Kunst inspiriert Technologie/ Technologie vollendet Kunst: Mit diesem Slogan bewirbt Saturn einen Kühlschrank aus Korea. Das Gerät wird mit einer silbrig getönten Fotografie abgebildet, der zweitürige Kasten steht fernab aller Küchen in einem archaisch wirkenden Raum, einem sacht bergan sich windenden Säulengang. Der Blick durch die Säulen zeigt keine Landschaft, nicht einmal andeutungsweise. Das schattige Aussen könnte also einen weiteren, noch weitflächigeren Raum bedeuten, einen Tempel, der das säulige Spiralgehäuse wie ein Inneres Heiligtum umschliesst — und darin beschlossen dann freilich der Kühlschrank. Silbrig schimmernd. Klimafreundlich kühlend. Mit InstaView(TM) Door-in-Door(R)-Technologie.

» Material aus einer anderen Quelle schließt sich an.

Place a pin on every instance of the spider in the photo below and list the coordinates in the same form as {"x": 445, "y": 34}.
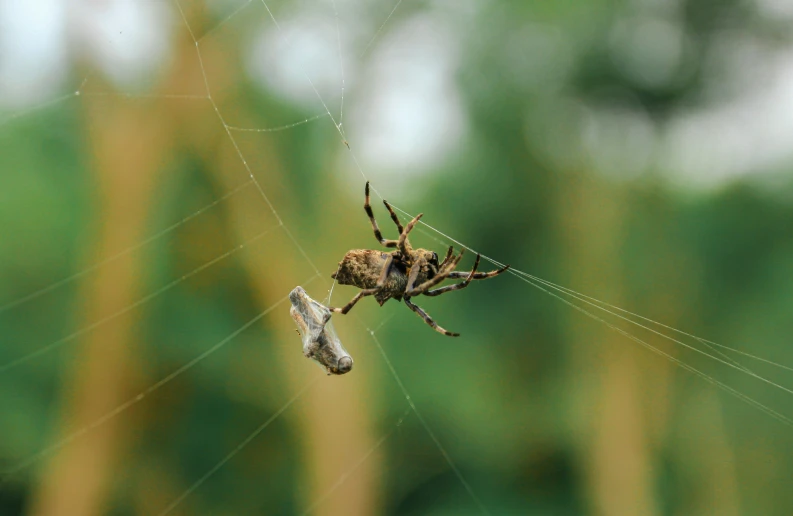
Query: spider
{"x": 403, "y": 273}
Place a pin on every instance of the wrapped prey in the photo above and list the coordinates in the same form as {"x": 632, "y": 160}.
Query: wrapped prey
{"x": 320, "y": 342}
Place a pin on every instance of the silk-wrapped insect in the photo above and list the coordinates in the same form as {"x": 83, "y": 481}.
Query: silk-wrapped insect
{"x": 320, "y": 342}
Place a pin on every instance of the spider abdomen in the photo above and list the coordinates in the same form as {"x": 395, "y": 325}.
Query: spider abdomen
{"x": 362, "y": 268}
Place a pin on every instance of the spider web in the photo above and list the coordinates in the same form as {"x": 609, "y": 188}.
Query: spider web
{"x": 275, "y": 226}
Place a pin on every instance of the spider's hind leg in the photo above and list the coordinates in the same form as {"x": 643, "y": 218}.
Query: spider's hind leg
{"x": 427, "y": 319}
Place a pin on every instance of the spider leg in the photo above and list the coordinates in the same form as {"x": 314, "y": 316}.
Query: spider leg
{"x": 393, "y": 216}
{"x": 456, "y": 286}
{"x": 385, "y": 271}
{"x": 360, "y": 295}
{"x": 446, "y": 260}
{"x": 427, "y": 319}
{"x": 403, "y": 236}
{"x": 479, "y": 275}
{"x": 442, "y": 275}
{"x": 377, "y": 234}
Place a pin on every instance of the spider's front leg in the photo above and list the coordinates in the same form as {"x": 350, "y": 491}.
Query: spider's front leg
{"x": 360, "y": 295}
{"x": 427, "y": 319}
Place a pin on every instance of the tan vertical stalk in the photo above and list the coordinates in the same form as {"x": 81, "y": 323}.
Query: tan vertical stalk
{"x": 605, "y": 375}
{"x": 126, "y": 142}
{"x": 332, "y": 419}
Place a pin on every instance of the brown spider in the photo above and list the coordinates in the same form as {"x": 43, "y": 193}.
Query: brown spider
{"x": 403, "y": 273}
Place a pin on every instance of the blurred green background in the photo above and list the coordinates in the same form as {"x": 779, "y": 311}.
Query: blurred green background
{"x": 638, "y": 152}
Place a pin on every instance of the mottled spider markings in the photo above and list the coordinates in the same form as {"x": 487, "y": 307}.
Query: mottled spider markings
{"x": 403, "y": 273}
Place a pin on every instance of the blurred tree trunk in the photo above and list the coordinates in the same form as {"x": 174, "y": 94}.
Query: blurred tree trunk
{"x": 127, "y": 142}
{"x": 612, "y": 433}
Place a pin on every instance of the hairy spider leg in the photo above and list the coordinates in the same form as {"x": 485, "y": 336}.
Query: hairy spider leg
{"x": 446, "y": 259}
{"x": 456, "y": 286}
{"x": 442, "y": 275}
{"x": 479, "y": 275}
{"x": 360, "y": 295}
{"x": 394, "y": 217}
{"x": 427, "y": 319}
{"x": 404, "y": 246}
{"x": 369, "y": 291}
{"x": 377, "y": 234}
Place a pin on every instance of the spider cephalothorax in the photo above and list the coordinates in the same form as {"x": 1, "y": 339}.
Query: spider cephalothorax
{"x": 404, "y": 272}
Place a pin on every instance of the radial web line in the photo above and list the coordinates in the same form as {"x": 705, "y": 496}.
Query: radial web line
{"x": 5, "y": 475}
{"x": 341, "y": 69}
{"x": 700, "y": 339}
{"x": 426, "y": 426}
{"x": 224, "y": 20}
{"x": 144, "y": 96}
{"x": 376, "y": 34}
{"x": 195, "y": 485}
{"x": 237, "y": 449}
{"x": 145, "y": 299}
{"x": 91, "y": 268}
{"x": 523, "y": 276}
{"x": 363, "y": 458}
{"x": 279, "y": 128}
{"x": 236, "y": 145}
{"x": 45, "y": 104}
{"x": 751, "y": 401}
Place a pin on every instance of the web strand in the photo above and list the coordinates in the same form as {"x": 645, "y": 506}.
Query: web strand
{"x": 5, "y": 475}
{"x": 361, "y": 460}
{"x": 145, "y": 299}
{"x": 148, "y": 240}
{"x": 239, "y": 447}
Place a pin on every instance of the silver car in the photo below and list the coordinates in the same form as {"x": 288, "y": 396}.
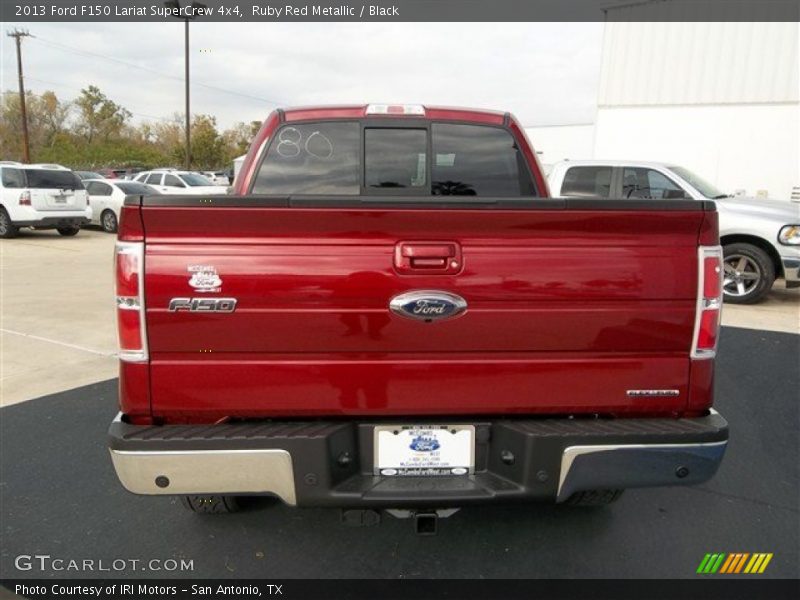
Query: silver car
{"x": 760, "y": 238}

In der Strassenbahn singt ein Afrikaner mit Kopfstimme leis vor sich hin. Auf seiner schwarzen Wollmütze steht Alternative Future.

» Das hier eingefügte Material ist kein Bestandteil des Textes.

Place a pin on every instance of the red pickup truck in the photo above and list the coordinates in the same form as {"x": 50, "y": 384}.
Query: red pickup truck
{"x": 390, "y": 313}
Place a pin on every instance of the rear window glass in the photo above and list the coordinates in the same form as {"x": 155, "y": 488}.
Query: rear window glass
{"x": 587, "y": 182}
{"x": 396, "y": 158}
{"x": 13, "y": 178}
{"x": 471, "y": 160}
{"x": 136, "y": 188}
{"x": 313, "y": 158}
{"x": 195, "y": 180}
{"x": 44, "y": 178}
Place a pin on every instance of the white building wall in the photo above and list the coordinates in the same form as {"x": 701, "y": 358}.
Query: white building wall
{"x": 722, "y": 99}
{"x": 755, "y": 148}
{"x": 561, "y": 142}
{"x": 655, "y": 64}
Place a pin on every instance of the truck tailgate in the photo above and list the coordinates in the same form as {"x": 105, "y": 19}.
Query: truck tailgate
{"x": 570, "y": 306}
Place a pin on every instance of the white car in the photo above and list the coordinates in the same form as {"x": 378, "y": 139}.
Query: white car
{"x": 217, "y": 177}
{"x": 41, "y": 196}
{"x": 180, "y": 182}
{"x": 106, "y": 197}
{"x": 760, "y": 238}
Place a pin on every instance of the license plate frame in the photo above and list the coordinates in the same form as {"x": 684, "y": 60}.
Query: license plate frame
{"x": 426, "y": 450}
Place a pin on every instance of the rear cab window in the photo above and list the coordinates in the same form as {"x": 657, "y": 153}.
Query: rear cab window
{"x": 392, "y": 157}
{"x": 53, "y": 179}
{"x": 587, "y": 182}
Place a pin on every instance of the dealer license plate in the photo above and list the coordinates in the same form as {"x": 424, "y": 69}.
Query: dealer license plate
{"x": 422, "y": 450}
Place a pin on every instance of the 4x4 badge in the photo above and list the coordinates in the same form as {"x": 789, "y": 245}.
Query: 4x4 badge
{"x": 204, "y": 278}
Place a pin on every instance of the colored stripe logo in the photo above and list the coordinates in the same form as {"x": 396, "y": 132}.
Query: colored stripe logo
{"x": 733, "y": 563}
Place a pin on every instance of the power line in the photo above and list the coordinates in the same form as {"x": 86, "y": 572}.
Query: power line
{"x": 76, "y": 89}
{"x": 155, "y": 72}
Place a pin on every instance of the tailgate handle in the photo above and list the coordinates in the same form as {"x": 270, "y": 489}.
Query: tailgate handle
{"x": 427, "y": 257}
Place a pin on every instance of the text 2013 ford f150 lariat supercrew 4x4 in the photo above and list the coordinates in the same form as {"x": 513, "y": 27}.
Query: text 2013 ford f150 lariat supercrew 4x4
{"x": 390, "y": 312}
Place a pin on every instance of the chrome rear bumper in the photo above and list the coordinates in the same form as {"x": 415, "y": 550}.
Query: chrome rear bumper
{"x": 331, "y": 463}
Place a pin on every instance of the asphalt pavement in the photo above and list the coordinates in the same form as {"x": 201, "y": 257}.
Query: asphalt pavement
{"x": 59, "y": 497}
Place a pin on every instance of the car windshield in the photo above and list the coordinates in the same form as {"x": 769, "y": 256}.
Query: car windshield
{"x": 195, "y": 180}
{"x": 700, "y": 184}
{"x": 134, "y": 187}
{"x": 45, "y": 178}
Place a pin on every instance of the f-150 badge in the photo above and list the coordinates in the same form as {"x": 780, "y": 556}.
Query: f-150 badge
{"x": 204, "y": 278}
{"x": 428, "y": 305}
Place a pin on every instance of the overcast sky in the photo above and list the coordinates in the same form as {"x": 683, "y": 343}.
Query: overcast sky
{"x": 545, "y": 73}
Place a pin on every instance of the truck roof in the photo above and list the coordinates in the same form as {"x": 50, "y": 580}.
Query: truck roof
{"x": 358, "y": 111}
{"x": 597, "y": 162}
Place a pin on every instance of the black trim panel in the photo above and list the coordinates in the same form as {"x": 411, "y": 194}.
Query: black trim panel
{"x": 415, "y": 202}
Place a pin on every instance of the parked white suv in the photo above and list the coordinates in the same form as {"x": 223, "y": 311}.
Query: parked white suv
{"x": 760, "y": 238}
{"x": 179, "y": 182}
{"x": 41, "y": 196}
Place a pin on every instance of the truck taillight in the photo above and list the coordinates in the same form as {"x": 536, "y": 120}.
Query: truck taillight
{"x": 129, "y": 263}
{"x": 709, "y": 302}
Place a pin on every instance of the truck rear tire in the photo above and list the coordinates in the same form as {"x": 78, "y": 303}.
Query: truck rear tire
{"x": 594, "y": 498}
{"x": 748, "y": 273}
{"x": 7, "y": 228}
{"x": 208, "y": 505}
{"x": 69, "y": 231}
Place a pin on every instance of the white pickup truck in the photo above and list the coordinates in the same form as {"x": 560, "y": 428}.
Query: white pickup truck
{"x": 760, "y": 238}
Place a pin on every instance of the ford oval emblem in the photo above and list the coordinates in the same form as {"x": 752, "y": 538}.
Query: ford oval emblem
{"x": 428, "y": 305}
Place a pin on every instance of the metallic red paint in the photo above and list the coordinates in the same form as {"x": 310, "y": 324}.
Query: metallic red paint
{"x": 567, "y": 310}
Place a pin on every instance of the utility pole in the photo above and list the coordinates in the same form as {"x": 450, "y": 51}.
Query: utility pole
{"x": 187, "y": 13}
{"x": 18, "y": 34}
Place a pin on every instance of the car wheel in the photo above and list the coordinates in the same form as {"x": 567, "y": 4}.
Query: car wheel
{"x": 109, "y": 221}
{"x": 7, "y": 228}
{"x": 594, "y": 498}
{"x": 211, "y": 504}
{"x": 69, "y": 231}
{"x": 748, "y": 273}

Vor einem Friseursalon in der Münchener Strasse steht ein bulliger Typ und telefoniert, während er seine Gesichtsmaske einwirken lässt. Mit Extrakten von Tiefseealgen, sein Gesicht sieht aus wie mit olivgrüner Zahnpasta angeschmiert; wie aus dem Horrorfilm, den wir gestern spät noch zuende geschaut.

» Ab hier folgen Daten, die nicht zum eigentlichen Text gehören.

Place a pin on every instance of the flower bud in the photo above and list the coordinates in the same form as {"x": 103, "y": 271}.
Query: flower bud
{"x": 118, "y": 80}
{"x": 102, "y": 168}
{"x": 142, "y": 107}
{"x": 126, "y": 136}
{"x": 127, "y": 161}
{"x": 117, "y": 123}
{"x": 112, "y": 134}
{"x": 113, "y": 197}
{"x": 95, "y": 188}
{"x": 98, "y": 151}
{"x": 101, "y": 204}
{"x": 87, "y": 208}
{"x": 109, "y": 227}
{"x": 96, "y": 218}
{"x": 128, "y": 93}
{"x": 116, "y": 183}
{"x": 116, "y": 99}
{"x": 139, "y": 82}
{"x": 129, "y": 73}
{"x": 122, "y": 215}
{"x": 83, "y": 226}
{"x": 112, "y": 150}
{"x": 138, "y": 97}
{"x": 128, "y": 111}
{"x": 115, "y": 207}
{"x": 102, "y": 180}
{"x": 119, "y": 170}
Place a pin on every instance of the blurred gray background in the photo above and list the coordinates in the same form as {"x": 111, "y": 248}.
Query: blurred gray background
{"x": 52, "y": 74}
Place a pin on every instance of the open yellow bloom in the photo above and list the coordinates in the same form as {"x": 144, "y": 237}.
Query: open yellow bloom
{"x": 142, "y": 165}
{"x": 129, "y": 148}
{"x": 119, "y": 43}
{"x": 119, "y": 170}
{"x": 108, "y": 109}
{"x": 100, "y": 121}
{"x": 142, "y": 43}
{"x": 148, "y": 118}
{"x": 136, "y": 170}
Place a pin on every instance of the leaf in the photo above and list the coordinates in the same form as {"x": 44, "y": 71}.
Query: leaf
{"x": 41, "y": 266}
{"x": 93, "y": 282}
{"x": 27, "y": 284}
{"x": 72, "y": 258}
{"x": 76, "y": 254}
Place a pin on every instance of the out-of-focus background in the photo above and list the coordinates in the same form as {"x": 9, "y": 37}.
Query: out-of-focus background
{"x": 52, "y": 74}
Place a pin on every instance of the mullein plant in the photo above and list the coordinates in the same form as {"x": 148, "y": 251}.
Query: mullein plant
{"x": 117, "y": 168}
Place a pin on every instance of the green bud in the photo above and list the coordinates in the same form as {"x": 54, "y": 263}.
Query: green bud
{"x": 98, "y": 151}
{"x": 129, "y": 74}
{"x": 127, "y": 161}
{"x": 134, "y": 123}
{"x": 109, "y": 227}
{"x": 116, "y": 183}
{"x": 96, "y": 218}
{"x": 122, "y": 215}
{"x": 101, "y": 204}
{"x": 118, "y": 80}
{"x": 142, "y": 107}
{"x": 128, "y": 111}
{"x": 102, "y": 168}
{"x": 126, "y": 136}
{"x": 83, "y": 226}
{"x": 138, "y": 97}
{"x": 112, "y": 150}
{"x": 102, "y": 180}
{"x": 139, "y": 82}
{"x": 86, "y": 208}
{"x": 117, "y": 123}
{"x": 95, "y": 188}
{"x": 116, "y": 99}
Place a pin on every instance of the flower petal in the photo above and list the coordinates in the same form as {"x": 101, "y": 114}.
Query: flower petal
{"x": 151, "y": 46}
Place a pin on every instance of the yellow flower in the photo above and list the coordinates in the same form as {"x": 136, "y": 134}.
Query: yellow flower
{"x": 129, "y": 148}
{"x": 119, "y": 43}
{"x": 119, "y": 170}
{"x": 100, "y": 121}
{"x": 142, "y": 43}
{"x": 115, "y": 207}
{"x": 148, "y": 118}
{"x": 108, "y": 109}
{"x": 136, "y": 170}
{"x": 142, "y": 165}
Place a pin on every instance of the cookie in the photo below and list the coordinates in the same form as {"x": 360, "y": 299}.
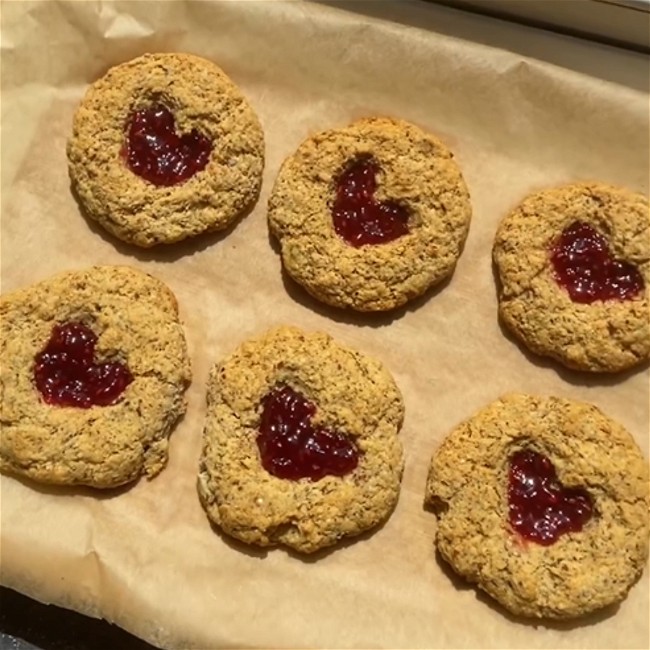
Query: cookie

Heute früh herrliches Morgenrot. Den Tag über blieb es hell und lind. Sonnenuntergang auch nicht zu vergessen. Rings um das Dachgeschoss des Marriott hatte sich minutenlang eine himbeerzarte Korona gebildet. Wie von der knallend roten Leuchtschrift verströmt.

22.11.2019

Ich bin gern unter fahrendem Volk — Musiker, Theater, Filmer: wandernde Künstlergruppen sind mir die angenehmste Gesellschaft. Man fügt sich auf Zeit. Und erfährt vor allem so viel, was aus allen Himmelsrichtungen hergeholt an einen herangetragen wird. Andreas Koch meinte neulich erst wieder, ich sei ein Nomade. Er selbst wiederum so verwurzelt und sesshaft, wie ich es mir von meiner Natur aus nicht vorstellen könnte. Woher er das nimmt? Er hat mein jehnisches Wesen erkannt. Jedenfalls erzählte mir die Maskenbildnerin, die ansonsten nicht in Weilmünster, sondern in München arbeitet, dass die Moderatoren meiner Lieblingssendung «Wetter vor acht» nach Neujahr die Sendung in Frankfurt aufzeichnen werden, weil die Aegide dann beim Hessischen Rundfunk steht. Das betrifft natürlich vor allem Claudia Kleinert. Vielleicht entdecke ich sie dann samstags auf dem Erzeugermarkt, wie neulich schon den Tatortkommissar? Auch interessant: Die HD-Technologie stellt die Maskenbildner vor die Herausforderung, die Oberfläche der Moderatorengesichter vor dem überscharfen Kamerauge in Schutz zu nehmen. Es gibt wohl sogar Puder und Abdeckpaste, die als speziell für HD-Optik vermarktet wird, aber die bringt es dann auch nicht. Gut ist HD, laut Expertise der fahrenden Filmer, für Tierdokumentationen und Landschaft. Für die Zurschaustellung des menschlichen Schönheitsideals definitiv nicht. (Und was ein Hirschkäfer von seinem Image in HD hält, bleibt sein Geheimnis.)

Jetzt ist die städtische Natur hier auf dem Höhepunkt der herbstlichen Idylle. Gestern nachmittag in der Taunusanlage waren die Flächen quittengelb vom Laub der Ginko-Bäume bedeckt. Und aus dem Vlies ragten die Eiben schweigend und dunkel, spiegelnd die Türme ringsum. Zum Idyllischen trägt freilich noch bei, dass in diesem Park sämtliche Passanten in dunkelblaue Anzüge gekleidet sind — wie sie alle so einherschreiten im Herbstlicht; über güldenem Grund.

In der Abendschau zeigten sie einen Bericht von den Weihnachtsmarktvorbereitungen zu Rottweil: Der parteilose Bürgermeister hat mehrere jeweils anderthalb Tonnen schwere Betonskulpturen eines Rottweilerrüden giessen lassen, die als Terrorblocker in der Einfahrtszone des Marktplatzes aufgestellt werden.

Aber selbst als alle noch Ritter waren, kam halt einer, der den Dosenöffner erfunden hatte.